Server version 3.5.0. Push service consumed too much memory. Possible memory leak?
What did you expect to happen?
stable memory usage
How can we reproduce it (as minimally and precisely as possible)?
This is a prometheus metrics. Queried by
sum (container_memory_working_set_bytes{image!="",pod_name=~"$Pod",namespace="$namespace"}) by (pod_name)
Anything else we need to know?
No response
version
Cloud provider
OS version
Install tools
This seems a bit unusual. @FGadvancer
Updates:
After integrated push service with Pyroscope, and ran for a week, I got these stats:
Looks like push service get a lot of grpc conn in the process, then I checked the code:
func (p *Pusher) k8sOnlinePush(ctx context.Context, msg *sdkws.MsgData, pushToUserIDs []string) (wsResults []*msggateway.SingleMsgToUserResults, err error) {
for host, userIds := range usersHost { tconn, _ := p.discov.GetConn(ctx, host) usersConns[tconn] = userIds }
every push will trigger this p.discov.GetConn, thus caused too much memory takeup
I made a temp workaround: `
var usersConns = make(map[*grpc.ClientConn][]string)
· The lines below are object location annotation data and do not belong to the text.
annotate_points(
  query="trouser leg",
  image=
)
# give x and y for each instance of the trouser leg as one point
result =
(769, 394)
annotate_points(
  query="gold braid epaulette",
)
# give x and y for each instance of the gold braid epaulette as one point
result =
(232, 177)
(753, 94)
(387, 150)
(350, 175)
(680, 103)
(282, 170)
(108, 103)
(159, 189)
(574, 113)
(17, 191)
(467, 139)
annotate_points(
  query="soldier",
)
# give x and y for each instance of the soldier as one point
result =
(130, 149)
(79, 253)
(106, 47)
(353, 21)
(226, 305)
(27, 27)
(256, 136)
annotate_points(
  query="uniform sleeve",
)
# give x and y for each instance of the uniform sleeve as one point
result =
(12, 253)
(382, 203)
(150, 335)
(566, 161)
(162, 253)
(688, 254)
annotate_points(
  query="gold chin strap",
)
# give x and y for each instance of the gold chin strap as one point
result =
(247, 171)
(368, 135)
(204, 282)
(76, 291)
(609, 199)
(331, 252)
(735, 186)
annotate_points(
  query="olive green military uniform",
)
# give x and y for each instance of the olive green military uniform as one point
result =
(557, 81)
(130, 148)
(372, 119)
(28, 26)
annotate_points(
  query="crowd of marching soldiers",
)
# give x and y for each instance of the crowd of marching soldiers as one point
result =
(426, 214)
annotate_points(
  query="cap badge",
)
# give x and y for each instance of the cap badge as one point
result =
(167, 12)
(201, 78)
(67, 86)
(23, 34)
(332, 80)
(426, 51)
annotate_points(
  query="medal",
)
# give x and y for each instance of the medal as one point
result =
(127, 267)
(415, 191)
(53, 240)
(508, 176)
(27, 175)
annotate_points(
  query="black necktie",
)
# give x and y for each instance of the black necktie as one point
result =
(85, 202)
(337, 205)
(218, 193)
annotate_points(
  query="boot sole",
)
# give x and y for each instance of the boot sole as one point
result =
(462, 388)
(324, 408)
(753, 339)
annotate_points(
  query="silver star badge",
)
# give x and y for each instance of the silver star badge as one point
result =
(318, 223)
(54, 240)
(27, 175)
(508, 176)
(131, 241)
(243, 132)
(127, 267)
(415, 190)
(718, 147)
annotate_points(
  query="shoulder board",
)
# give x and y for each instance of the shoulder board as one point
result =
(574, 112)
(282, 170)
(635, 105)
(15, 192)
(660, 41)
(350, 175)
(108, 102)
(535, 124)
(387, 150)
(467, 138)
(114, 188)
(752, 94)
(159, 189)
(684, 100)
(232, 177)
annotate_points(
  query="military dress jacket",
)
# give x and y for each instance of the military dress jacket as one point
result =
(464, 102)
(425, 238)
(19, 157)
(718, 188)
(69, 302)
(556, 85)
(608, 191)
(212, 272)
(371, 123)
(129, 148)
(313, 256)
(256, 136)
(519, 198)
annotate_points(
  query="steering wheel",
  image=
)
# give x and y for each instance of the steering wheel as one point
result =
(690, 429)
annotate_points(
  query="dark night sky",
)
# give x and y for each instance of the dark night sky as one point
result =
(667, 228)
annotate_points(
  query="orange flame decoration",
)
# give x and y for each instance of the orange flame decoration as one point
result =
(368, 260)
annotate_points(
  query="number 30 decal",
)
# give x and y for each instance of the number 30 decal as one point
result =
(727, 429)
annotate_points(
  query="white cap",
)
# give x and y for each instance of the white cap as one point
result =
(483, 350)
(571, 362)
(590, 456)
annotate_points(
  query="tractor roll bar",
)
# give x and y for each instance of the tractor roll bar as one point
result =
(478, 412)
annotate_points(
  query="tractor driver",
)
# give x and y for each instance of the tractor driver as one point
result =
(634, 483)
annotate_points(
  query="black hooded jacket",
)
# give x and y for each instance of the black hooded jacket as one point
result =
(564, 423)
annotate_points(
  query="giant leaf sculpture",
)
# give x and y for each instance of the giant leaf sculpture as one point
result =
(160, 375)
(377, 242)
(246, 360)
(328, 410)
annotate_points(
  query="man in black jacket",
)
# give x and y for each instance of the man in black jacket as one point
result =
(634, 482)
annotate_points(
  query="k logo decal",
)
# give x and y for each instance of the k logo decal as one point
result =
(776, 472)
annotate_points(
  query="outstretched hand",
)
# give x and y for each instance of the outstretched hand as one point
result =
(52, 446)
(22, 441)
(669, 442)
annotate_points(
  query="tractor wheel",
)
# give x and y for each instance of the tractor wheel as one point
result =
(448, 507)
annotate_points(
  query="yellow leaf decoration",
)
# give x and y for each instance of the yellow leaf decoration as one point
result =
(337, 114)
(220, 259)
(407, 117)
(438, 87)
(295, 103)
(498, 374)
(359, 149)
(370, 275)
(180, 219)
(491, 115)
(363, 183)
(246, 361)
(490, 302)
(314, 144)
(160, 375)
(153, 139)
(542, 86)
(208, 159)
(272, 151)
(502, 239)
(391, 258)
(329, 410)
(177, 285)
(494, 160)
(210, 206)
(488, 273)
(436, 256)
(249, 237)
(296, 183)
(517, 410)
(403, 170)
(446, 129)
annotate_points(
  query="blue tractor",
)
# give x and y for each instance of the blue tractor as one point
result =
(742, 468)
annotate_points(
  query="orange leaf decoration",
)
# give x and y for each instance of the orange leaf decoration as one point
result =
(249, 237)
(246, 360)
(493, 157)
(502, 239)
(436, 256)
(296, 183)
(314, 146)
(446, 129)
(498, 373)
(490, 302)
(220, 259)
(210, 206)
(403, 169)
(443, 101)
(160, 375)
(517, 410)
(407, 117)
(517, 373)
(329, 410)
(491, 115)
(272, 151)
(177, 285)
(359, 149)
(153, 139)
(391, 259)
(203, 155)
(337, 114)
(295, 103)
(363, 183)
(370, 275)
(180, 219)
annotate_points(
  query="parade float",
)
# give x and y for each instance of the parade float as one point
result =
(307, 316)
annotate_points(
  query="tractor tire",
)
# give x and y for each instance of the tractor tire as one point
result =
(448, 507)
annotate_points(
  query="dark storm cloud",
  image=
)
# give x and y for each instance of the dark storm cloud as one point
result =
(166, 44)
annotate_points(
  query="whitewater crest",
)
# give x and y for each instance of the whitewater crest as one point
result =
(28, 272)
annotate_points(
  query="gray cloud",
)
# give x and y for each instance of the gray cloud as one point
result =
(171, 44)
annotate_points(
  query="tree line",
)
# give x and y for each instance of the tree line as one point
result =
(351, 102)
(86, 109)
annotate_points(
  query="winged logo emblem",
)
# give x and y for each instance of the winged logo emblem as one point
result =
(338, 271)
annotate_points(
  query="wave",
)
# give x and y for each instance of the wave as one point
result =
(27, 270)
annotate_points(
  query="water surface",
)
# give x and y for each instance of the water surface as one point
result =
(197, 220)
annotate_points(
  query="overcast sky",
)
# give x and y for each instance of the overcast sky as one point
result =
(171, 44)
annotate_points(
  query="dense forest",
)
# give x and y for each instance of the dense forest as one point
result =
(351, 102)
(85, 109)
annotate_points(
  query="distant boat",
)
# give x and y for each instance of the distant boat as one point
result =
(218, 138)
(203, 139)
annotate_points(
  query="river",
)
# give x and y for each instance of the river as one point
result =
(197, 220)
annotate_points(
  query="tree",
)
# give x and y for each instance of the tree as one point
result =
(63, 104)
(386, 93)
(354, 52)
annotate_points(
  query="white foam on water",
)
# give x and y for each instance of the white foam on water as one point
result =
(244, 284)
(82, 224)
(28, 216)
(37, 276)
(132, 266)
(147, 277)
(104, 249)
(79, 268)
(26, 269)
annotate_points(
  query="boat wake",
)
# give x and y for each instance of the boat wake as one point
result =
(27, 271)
for host, userIds := range usersHost {
//tconn, _ := p.discov.GetConn(ctx, host)
//usersConns[tconn] = userIds
if conn, ok := onlinePusherConnMap[host]; ok {
log.ZDebug(ctx, "DEBUG reuse local conn", "host", host)
usersConns[conn] = userIds
} else {
log.ZDebug(ctx, "DEBUG no valid local conn", "host", host)
tconn, _ := p.discov.GetConn(ctx, host)
usersConns[tconn] = userIds
onlinePusherConnMu.Lock()
//defer onlinePusherConnMu.Unlock()
log.ZDebug(ctx, "DEBUG add to local conn", "host", host)
onlinePusherConnMap[host] = tconn
onlinePusherConnMu.Unlock()
}
}
This will try to reuse conn if absent, otherwise GetConn. Not sure if this is safe solution. WDYT?
This issue is stale because it has been open 60 days with no activity. Remove stale label or comment or this will be closed in 7 days.
this issue has fixed in release-v3.8, I recommend you update to new version. If you run into any new issues, please reopen this issue or create a new one.